L'article d'Hector Nissac sur les Néocons américains qui se termine en amalgamant le président français (qui ne croit ni à Dieu, ni à Diable, mais à Lui-même) ne m'a pas complètement convaincu. Je crois que la mise en oeuvre d'une politique néo-conservatrice par l'administration Bush puise sa source non tant dans les universités de Paul Wolfowitz et de Condoleezza Rice, mais dans le risorgiamento national que permit la grande statue creuse de Ronald Reagan, un sorte de super-Chirac mais qui réussit son coup par délégation : effondrement de l'empire soviétique. L'équipe soudée autour de Rumsfeld et Cheney entendait refaire la même opération avec le fils Bush pour établir définitivement la suprématie américaine sur le globe avant que les empires asiatiques ne prennent leurs marques. Pourquoi, aurait été intéressant à savoir. Que cette tentation impérialiste ait réuni en France feu JF Revel, Glusckman, Bruckner et Kouchner, qui se jettent maintenant aux pieds de Sarkozy, est subalterne. Mais la photo de GW Bush coiffé du Stetson est très parlante.
On arrive maintenant au billet de Marsala, Paradoxe de l'élection, qui fait la couverture du numéro 22.
La dialectique électorale est un duel à trois, l'homme politique, le journaliste, l'opinion publique sondée. Si l'élection est devenu dans la bouche de nos dirigeants le symbole le plus pur de la démocratie, ils n'ont eu de cesse de canaliser cette expression démocratique à leur profit exclusif par tous moyens de confinement. Le marketing qui ravage aujourd'hui la campagne électorale aboutit à un système médiatico-sondagier selon Emmanuel Todd.
Il est loin le temps ou Chirac nouvellement élu élargissait le champ constitutionnel du référendum pour rapprocher "le peuple" des institutions. Hélas, il révisera cette constitution maintes fois par les voies du Congrès de Versailles. La seule fois où il suivit les mauvais conseils de son cabinet (car lui ne pense rien) c'était sur l'Europe qui fut toujours le cadet de ses soucis sauf histoire de vaches, et son référendum lui explosa dans les mains.

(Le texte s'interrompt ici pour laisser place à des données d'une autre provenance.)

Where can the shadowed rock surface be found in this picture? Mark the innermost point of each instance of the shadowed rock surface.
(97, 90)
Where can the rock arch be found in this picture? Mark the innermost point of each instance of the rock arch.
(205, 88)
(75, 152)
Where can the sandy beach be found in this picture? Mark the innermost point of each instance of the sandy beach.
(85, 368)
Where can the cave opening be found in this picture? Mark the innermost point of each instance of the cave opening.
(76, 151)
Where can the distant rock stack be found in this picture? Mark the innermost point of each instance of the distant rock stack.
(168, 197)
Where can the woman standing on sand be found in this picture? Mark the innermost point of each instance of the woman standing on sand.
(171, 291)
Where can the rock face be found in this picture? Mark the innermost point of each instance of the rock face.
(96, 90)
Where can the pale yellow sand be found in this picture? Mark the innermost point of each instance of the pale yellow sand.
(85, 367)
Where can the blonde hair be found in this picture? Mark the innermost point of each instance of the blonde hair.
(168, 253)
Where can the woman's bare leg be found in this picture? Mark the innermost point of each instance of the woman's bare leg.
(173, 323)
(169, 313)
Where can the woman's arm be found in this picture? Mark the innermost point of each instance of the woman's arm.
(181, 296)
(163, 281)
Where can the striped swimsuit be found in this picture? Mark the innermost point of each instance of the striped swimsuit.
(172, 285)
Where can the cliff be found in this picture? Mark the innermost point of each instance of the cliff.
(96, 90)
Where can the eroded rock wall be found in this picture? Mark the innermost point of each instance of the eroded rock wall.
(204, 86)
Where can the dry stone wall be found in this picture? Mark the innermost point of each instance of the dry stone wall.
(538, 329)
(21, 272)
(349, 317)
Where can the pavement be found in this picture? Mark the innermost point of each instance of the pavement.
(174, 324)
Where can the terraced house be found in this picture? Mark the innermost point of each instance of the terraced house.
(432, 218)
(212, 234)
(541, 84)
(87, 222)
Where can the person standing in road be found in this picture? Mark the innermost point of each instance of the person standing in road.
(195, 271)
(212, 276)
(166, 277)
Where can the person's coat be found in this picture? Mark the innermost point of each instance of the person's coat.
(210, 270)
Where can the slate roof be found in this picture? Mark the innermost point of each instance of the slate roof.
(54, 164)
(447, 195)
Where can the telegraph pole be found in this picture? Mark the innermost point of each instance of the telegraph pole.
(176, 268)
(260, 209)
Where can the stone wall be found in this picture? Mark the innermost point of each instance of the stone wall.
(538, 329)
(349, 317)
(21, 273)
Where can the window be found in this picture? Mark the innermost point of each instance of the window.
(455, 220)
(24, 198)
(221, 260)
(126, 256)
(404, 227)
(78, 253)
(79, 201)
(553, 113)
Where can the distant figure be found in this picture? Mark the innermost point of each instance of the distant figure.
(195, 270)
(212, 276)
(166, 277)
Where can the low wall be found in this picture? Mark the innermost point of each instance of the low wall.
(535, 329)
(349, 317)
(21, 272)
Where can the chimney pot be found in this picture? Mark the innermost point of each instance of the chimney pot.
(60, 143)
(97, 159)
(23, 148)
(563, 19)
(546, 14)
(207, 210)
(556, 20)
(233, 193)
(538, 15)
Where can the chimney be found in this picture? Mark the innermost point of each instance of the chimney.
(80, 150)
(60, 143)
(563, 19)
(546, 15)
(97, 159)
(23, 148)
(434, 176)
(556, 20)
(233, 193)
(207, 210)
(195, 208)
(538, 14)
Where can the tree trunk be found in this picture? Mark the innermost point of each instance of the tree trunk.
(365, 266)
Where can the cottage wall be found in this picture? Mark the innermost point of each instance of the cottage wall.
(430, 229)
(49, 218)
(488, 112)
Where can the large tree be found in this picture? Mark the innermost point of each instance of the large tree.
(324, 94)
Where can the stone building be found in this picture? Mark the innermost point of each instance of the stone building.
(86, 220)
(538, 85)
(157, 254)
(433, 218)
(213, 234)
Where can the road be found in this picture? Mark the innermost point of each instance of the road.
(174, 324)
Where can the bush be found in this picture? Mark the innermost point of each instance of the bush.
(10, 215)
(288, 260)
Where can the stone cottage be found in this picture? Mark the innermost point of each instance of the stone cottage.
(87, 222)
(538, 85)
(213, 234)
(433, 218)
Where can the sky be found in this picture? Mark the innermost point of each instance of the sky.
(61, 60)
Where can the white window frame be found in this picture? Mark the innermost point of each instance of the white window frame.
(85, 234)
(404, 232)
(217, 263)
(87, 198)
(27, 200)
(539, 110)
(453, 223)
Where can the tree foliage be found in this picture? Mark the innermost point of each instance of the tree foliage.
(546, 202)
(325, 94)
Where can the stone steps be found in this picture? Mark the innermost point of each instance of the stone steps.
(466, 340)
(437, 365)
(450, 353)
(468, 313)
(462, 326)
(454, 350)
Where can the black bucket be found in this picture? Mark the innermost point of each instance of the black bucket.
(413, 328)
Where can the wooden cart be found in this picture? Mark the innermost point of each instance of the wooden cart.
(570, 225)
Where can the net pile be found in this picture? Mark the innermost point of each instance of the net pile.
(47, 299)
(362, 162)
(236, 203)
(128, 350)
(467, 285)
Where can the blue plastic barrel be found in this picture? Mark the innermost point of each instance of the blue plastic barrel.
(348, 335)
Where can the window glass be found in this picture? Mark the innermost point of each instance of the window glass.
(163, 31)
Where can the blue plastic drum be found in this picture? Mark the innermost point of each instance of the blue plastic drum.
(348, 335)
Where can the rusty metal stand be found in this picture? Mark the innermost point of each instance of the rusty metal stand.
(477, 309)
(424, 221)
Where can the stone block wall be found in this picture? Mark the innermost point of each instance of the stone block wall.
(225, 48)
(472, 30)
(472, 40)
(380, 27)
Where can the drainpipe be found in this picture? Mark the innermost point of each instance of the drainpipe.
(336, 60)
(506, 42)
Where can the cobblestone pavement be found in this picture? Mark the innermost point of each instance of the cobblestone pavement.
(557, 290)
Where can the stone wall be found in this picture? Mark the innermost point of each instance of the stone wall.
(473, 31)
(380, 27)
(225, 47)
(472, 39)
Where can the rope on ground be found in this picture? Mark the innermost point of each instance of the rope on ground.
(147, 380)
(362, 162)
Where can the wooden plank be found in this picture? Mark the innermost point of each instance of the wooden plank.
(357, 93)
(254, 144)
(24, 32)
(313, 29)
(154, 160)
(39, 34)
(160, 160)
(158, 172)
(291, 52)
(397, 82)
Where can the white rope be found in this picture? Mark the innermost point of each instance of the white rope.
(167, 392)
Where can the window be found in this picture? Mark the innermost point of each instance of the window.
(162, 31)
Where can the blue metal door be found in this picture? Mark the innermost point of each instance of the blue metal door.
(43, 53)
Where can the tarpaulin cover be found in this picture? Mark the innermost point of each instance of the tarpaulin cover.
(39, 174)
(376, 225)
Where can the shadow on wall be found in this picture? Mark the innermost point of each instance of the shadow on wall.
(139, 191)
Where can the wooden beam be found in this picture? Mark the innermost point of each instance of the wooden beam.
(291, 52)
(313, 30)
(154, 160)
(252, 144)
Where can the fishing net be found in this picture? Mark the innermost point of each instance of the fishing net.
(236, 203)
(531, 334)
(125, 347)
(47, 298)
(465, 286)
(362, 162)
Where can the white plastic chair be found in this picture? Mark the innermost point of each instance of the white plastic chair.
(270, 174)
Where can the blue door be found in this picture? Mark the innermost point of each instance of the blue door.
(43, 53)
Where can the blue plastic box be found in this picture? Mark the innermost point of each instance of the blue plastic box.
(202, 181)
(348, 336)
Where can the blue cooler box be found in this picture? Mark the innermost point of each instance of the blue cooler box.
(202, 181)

Pourtant la démocratie directe garde sa magie au point que la candidate socialiste a inventé les jurys citoyens. Le reste de la classe politique a vu immédiatement le danger de remettre en cause le résultat des élections par les gogos pour lesquels elle se donne tant de mal. Cette liturgie du vote universel sacralise l'élu pour le temps de son mandat et la confiance populaire doit être aveugle puisqu'il incarne la Vérité révélée de la démocratie. Tout le reste est laisser la bride aux humeurs et aux modes.
A la quatrième page Marsala conclut : " L'élection au coeur même du système démocratique moderne, instaure des logiques, des principes, des pratiques, qui n'ont strictement rien à voir avec la démocratie. C'est ainsi qu'elle dévoile la véritable nature de [...] la démocratie : un bluff qui ne peut tromper que ceux qui veulent bien l'être ".

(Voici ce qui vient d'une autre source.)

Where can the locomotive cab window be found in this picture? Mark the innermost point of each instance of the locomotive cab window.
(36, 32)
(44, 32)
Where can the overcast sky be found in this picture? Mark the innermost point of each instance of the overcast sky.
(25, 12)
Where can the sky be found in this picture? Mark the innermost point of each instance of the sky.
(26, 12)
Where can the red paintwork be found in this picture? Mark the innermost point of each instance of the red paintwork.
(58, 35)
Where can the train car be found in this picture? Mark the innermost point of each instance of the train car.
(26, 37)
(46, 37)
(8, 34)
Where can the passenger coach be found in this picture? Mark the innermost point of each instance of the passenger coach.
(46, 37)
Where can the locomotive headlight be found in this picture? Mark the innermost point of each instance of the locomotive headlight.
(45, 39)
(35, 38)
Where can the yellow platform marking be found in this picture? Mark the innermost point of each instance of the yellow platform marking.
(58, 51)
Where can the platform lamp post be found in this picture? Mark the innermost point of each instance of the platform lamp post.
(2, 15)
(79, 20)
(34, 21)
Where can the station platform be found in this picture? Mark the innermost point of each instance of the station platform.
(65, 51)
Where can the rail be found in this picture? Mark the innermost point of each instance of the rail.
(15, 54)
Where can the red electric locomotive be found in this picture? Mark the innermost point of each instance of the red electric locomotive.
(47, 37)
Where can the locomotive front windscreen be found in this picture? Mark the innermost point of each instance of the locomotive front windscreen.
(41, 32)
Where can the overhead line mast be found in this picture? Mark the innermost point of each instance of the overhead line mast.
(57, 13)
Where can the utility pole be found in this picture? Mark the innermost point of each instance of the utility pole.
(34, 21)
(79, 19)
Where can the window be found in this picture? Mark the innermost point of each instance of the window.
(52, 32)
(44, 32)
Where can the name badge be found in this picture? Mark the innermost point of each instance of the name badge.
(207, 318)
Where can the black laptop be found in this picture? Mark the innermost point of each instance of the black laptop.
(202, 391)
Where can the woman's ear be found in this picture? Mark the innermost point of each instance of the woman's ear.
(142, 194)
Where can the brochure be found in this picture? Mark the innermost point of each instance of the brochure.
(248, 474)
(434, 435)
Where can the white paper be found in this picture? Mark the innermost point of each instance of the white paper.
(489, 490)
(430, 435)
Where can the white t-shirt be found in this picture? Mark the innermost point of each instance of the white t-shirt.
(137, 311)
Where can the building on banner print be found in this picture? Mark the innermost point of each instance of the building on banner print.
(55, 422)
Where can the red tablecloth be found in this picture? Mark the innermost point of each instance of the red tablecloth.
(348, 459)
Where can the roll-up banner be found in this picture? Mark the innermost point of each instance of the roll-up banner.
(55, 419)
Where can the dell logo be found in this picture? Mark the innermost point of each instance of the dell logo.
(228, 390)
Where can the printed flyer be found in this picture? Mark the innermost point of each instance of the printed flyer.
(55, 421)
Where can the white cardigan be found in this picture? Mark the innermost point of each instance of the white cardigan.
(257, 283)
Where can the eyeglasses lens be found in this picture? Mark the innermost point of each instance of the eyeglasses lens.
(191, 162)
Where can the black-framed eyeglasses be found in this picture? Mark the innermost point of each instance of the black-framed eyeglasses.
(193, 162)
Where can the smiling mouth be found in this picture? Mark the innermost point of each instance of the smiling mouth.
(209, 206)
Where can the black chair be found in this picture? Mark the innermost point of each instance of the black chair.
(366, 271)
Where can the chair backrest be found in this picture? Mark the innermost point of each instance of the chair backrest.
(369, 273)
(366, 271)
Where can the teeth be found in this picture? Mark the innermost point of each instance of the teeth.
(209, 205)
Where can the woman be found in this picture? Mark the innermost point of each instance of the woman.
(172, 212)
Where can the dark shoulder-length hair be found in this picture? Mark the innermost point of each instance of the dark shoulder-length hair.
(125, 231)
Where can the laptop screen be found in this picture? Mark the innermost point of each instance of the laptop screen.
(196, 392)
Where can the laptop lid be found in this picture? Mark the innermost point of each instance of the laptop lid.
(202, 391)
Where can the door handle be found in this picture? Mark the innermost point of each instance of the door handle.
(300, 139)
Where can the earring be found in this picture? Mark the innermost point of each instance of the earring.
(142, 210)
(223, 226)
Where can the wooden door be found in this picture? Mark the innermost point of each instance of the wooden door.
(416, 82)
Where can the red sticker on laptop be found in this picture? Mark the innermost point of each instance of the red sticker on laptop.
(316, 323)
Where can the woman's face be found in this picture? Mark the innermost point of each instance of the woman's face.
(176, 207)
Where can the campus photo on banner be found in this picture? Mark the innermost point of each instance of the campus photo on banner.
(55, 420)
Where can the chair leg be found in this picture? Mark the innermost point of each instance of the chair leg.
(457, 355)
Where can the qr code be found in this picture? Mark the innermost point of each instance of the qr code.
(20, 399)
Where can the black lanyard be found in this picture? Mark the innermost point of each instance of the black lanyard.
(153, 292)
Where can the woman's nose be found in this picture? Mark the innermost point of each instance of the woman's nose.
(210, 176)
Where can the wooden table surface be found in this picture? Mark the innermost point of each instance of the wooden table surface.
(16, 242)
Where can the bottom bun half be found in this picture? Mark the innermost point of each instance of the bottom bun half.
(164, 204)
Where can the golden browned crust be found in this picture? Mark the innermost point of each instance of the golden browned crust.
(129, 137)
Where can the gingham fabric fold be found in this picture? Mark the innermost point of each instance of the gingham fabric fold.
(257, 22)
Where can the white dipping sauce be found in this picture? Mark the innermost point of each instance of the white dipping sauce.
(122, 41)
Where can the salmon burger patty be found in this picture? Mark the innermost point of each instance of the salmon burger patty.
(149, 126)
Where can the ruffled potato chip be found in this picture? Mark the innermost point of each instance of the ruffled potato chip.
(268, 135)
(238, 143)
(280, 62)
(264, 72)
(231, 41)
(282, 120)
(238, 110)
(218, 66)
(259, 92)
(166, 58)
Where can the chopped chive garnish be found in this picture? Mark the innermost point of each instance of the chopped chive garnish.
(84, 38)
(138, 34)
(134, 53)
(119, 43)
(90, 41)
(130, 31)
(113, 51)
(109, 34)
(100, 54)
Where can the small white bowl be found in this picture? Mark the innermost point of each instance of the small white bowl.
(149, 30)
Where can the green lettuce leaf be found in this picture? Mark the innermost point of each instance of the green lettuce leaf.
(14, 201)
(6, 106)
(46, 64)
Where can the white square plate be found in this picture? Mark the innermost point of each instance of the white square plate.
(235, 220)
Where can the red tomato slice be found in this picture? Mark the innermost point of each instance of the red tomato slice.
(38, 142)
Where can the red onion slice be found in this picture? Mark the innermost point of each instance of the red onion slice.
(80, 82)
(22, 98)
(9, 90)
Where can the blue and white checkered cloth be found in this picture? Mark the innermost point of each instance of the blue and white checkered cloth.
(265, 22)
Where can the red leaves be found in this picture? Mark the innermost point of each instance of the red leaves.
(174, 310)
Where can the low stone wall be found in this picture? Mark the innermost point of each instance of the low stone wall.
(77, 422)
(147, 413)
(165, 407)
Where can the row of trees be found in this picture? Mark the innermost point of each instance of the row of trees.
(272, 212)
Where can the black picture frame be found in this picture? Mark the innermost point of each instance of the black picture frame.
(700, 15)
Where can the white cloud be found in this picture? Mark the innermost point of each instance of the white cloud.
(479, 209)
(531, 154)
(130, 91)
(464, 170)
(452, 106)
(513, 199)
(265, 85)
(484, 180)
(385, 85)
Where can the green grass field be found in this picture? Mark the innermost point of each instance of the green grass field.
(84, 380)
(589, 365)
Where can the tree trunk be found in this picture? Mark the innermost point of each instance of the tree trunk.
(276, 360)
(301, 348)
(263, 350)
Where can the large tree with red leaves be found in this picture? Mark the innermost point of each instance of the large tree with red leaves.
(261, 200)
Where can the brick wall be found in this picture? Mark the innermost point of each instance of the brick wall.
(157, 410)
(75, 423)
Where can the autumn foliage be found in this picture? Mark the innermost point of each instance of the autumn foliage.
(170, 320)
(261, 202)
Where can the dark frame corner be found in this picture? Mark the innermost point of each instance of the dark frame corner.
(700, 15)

L'autre article du dossier "Elections" est d'Axel Tisserand. Le fil rouge en est Michel Barnier, le fil blanc, Pierre Boutang. Quelques citations pour vous faire regretter d'être trop jeunes pour avoir lu l'hebdomadaire La Nation Française dans les années 50-60 :
" Il n'est pas facile pour un peuple de se donner un chef. Après bien des soubresauts, l'ancienne France avait fini par penser que c'était à la fois dangereux et illusoire".
En septembre 65 il disait : "Le suffrage universel ne peut, finalement, que reconnaître une vocation - héroïque ou historique- à incarner l'unité de la nation et à procurer la continuité de l'Etat". Ce qui balançait une réflexion antérieure de 1964 : " Le pire serait, sous le nom de république [c'est à dire l'absence d'une tête de l'Etat], de risquer l'élection d'un partisan, ou d'un factieux, à la tête de l'Etat d'essence royale, c'est à dire e couronner la guerre civile". On y est en plein !

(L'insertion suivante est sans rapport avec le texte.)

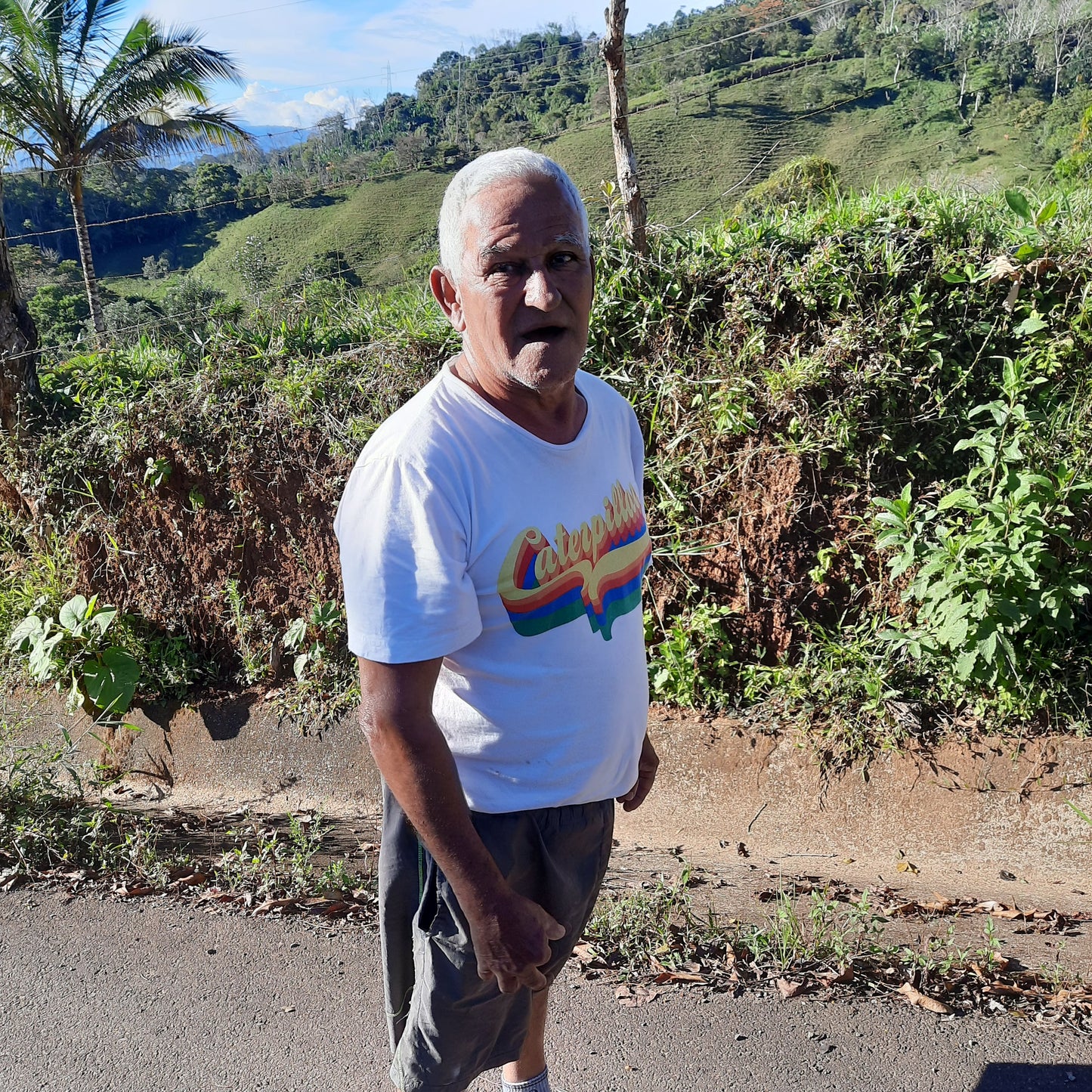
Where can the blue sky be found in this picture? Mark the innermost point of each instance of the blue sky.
(302, 59)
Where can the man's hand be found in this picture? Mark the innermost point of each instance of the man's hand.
(645, 775)
(511, 942)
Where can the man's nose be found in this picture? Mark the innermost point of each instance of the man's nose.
(540, 291)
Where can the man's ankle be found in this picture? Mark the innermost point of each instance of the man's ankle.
(540, 1084)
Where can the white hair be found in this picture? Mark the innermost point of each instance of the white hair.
(487, 171)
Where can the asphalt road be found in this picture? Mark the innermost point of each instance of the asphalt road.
(156, 995)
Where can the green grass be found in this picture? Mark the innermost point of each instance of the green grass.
(694, 169)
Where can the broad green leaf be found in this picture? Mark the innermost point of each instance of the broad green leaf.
(1032, 324)
(42, 663)
(73, 614)
(1018, 203)
(1047, 213)
(326, 614)
(296, 633)
(27, 630)
(959, 498)
(964, 664)
(103, 620)
(110, 679)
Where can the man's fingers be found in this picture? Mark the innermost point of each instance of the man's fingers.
(534, 979)
(509, 984)
(554, 930)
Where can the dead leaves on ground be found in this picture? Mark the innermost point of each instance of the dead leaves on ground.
(982, 981)
(351, 905)
(923, 1001)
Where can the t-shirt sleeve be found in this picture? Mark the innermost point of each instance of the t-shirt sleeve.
(409, 595)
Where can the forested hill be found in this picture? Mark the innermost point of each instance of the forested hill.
(988, 91)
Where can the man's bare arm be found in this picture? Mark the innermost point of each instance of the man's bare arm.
(510, 934)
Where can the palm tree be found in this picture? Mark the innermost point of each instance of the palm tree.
(80, 93)
(19, 380)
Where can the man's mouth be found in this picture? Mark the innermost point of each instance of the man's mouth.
(544, 334)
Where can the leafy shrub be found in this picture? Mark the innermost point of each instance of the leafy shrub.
(996, 569)
(71, 652)
(60, 314)
(797, 183)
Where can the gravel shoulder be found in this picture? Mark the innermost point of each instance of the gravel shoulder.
(96, 994)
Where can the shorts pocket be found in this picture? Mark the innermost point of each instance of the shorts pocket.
(439, 915)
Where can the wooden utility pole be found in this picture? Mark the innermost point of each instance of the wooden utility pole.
(614, 54)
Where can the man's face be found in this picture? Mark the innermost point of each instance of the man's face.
(524, 291)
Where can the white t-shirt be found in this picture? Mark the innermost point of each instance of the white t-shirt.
(520, 562)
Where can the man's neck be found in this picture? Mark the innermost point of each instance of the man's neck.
(556, 415)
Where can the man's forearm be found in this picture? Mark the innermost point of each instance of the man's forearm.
(416, 763)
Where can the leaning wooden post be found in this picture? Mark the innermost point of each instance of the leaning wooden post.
(614, 54)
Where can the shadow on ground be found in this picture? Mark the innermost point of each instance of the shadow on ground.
(1018, 1077)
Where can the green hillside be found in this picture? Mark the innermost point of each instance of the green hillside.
(697, 156)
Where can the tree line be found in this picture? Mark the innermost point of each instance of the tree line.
(125, 95)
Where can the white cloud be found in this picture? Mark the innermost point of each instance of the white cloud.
(302, 61)
(260, 105)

En janvier 67 il écrivait : "A l'intérieur de la démocratie, en son acceptation générale de la souveraineté du peuple, la France ne s'épargnera pas de choisir finalement, entre le pouvoir "oligarchique", ou principe majoritaire comme masque des partis et des factions, et le pouvoir "personnel", incarnation du bien commun et de l'unité politique en une personne vivante et libre, qui fonde la liberté de l'Etat". Mai 68 allait montrer que ça ne suffisait pas. Les partis reprendront du poil de la Bête jusqu'à aujourd'hui jusqu'à vouloir se sauver sur la peau de la Nation.
Bon, nous n'en sommes qu'à la page 19, il y en a 59 !
Quelques titres d'articles en vrac :
- Plaidoyer pour la représentation proportionnelle du Pr Rouvillois (à archiver, mais on y reviendra sur Royal-Artillerie par un billet entièrement consacré à la Proportionnelle)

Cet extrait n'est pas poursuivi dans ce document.